V2: Addressed review comments from Alex and Christian
- Make the doorbell offset's comment clearer
- Change the output parameter name to queue_id
V3: Integration with doorbell manager
V4:
- Updated the UAPI doc (Pierre-Eric)
- Created a Union for engine specific MQDs (Alex)
- Added Christian's R-B
V5:
- Add variables for GDS and CSA in MQD structure (Alex)
- Make MQD data a ptr-size pair instead of union (Alex)
V9:
- renamed struct drm_amdgpu_userq_mqd_gfx_v11 to struct
drm_amdgpu_userq_mqd as its being used for SDMA and
compute queues as well
Cc: Alex Deucher <alexander.deucher@xxxxxxx>
Cc: Christian Koenig <christian.koenig@xxxxxxx>
Reviewed-by: Christian König <christian.koenig@xxxxxxx>
Signed-off-by: Alex Deucher <alexander.deucher@xxxxxxx>
Signed-off-by: Shashank Sharma <shashank.sharma@xxxxxxx>
---
include/uapi/drm/amdgpu_drm.h | 110
++++++++++++++++++++++++++++++++++
1 file changed, 110 insertions(+)
diff --git a/include/uapi/drm/amdgpu_drm.h
b/include/uapi/drm/amdgpu_drm.h
index 96e32dafd4f0..22f56a30f7cb 100644
--- a/include/uapi/drm/amdgpu_drm.h
+++ b/include/uapi/drm/amdgpu_drm.h
@@ -54,6 +54,7 @@ extern "C" {
#define DRM_AMDGPU_VM 0x13
#define DRM_AMDGPU_FENCE_TO_HANDLE 0x14
#define DRM_AMDGPU_SCHED 0x15
+#define DRM_AMDGPU_USERQ 0x16
#define DRM_IOCTL_AMDGPU_GEM_CREATE DRM_IOWR(DRM_COMMAND_BASE +
DRM_AMDGPU_GEM_CREATE, union drm_amdgpu_gem_create)
#define DRM_IOCTL_AMDGPU_GEM_MMAP DRM_IOWR(DRM_COMMAND_BASE +
DRM_AMDGPU_GEM_MMAP, union drm_amdgpu_gem_mmap)
@@ -71,6 +72,7 @@ extern "C" {
#define DRM_IOCTL_AMDGPU_VM DRM_IOWR(DRM_COMMAND_BASE +
DRM_AMDGPU_VM, union drm_amdgpu_vm)
#define DRM_IOCTL_AMDGPU_FENCE_TO_HANDLE DRM_IOWR(DRM_COMMAND_BASE
+ DRM_AMDGPU_FENCE_TO_HANDLE, union drm_amdgpu_fence_to_handle)
#define DRM_IOCTL_AMDGPU_SCHED DRM_IOW(DRM_COMMAND_BASE +
DRM_AMDGPU_SCHED, union drm_amdgpu_sched)
+#define DRM_IOCTL_AMDGPU_USERQ DRM_IOW(DRM_COMMAND_BASE +
DRM_AMDGPU_USERQ, union drm_amdgpu_userq)
/**
* DOC: memory domains
@@ -317,6 +319,114 @@ union drm_amdgpu_ctx {
union drm_amdgpu_ctx_out out;
};
+/* user queue IOCTL */
+#define AMDGPU_USERQ_OP_CREATE 1
+#define AMDGPU_USERQ_OP_FREE 2
+
+/* Flag to indicate secure buffer related workload, unused for now */
+#define AMDGPU_USERQ_MQD_FLAGS_SECURE (1 << 0)
+/* Flag to indicate AQL workload, unused for now */
+#define AMDGPU_USERQ_MQD_FLAGS_AQL (1 << 1)
+
+/*
+ * MQD (memory queue descriptor) is a set of parameters which allow
+ * the GPU to uniquely define and identify a usermode queue.
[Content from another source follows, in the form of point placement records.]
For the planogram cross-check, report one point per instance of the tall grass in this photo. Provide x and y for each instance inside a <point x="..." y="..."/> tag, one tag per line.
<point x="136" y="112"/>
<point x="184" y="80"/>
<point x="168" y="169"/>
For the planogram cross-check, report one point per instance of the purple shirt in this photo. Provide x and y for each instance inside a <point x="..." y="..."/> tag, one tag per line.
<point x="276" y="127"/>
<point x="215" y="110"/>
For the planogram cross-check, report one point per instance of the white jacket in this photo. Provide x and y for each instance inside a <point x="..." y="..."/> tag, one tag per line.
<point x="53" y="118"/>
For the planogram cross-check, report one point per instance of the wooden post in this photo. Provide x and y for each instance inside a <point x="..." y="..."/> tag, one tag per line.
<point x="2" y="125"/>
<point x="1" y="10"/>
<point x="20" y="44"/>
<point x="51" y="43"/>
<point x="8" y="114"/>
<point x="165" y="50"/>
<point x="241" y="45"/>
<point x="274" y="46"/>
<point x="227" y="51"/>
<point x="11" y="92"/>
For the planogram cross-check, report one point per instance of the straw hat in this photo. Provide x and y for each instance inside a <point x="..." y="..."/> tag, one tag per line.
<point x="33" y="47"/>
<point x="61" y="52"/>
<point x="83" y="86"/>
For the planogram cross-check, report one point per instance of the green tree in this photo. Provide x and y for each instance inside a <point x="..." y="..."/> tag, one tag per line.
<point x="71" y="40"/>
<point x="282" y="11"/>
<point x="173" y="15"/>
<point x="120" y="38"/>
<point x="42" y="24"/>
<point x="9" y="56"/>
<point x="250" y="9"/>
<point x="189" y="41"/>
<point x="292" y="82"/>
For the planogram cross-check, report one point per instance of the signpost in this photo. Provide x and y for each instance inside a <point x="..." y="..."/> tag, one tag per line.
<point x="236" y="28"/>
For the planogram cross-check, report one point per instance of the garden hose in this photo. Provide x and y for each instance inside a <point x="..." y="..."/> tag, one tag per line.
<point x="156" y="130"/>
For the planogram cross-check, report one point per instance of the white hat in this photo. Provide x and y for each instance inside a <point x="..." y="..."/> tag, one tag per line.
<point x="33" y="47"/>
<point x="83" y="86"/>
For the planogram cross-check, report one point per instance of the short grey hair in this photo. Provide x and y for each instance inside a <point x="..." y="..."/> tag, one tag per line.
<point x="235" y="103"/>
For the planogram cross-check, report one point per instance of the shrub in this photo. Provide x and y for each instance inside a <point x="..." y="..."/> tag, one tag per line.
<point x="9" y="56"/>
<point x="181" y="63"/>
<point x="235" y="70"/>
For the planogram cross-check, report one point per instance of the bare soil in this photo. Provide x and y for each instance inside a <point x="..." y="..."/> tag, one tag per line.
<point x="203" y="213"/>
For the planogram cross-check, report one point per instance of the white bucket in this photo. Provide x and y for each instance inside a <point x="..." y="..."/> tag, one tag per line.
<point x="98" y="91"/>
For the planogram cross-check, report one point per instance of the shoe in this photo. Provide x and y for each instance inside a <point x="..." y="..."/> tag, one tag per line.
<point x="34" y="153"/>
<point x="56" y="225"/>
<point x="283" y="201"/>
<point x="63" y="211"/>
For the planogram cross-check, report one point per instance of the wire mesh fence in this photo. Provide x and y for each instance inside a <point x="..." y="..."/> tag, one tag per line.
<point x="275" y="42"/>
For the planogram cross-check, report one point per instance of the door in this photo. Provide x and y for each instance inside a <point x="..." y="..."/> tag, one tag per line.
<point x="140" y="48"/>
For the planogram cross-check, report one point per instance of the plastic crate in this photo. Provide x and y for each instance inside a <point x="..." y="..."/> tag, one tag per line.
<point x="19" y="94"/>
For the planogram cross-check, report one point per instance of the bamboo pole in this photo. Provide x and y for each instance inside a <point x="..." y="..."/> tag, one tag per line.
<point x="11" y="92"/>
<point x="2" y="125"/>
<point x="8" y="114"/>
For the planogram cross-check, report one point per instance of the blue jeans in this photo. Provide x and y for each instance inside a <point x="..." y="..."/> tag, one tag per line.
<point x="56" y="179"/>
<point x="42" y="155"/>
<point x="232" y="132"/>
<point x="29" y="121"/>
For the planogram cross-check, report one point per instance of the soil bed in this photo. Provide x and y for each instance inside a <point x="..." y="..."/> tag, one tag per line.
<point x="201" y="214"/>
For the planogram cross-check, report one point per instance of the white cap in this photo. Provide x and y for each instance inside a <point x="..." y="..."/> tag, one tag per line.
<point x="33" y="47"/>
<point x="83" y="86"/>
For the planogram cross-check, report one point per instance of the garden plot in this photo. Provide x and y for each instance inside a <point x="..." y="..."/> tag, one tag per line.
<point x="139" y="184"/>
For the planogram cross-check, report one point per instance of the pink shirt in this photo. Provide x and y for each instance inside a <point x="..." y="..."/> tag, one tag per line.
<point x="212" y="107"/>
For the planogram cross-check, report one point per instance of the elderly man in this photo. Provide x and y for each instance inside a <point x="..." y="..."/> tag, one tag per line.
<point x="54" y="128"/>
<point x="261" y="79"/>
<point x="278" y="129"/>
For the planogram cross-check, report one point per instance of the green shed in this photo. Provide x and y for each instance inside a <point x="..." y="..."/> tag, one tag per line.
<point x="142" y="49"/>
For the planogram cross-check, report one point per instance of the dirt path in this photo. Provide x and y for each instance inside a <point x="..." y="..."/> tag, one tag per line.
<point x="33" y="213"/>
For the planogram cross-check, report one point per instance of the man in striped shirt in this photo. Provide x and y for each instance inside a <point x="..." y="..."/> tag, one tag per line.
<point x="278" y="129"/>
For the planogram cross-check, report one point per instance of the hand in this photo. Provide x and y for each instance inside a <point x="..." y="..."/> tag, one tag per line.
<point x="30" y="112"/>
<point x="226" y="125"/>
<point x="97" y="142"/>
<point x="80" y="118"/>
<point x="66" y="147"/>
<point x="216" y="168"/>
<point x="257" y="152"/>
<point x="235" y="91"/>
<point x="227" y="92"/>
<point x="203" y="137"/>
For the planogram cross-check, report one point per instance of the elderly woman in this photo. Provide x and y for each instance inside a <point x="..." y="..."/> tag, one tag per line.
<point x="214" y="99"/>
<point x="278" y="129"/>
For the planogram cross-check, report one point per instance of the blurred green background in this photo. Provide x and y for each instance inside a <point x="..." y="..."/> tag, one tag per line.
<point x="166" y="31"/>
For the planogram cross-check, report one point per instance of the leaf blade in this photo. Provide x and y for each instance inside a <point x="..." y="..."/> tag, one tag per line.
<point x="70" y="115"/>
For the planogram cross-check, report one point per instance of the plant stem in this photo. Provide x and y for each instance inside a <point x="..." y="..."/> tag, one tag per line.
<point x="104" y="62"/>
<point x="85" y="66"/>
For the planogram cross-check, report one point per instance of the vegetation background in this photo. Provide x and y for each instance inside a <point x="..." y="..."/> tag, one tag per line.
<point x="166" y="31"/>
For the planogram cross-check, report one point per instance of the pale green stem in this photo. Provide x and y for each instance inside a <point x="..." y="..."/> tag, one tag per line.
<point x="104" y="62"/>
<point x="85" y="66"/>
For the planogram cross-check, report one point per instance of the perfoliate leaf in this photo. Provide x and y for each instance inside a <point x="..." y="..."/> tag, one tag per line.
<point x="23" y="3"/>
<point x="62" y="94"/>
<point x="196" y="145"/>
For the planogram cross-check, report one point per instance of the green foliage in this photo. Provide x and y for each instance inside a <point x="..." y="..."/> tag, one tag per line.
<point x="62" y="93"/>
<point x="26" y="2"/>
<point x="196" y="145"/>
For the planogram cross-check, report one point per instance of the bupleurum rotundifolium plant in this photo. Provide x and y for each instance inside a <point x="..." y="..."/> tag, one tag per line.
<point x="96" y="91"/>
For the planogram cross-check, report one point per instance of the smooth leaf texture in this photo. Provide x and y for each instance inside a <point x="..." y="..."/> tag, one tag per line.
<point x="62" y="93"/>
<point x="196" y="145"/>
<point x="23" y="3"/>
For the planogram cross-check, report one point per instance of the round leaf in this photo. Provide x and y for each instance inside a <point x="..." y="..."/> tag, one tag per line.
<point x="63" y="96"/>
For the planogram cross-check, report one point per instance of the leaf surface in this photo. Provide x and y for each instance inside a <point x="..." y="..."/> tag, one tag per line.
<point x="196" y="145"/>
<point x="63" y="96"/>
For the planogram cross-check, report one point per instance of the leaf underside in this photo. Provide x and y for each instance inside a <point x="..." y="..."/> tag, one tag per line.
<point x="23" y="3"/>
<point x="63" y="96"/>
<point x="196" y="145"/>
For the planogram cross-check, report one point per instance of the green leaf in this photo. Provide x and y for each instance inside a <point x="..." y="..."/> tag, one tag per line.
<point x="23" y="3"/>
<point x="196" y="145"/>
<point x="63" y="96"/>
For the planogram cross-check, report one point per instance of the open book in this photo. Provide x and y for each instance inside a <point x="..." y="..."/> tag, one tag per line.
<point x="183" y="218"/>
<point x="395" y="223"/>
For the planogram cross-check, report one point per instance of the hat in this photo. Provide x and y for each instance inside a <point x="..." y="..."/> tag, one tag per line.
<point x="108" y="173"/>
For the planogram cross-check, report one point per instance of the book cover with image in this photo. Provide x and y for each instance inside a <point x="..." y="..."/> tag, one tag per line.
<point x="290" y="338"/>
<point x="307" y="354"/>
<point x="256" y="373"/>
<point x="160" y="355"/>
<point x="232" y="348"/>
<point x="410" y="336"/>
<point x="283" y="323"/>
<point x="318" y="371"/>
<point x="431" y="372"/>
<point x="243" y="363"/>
This
+ * structure defines the MQD for GFX-V11 IP ver 0.
+ */
+struct drm_amdgpu_userq_mqd {
Maybe rename this to drm_amdgpu_gfx_userq_mqd since it's gfx specific.
Then we can add different MQDs for SDMA, compute, etc. as they have
different metadata. E.g., the shadow and CSA are gfx only.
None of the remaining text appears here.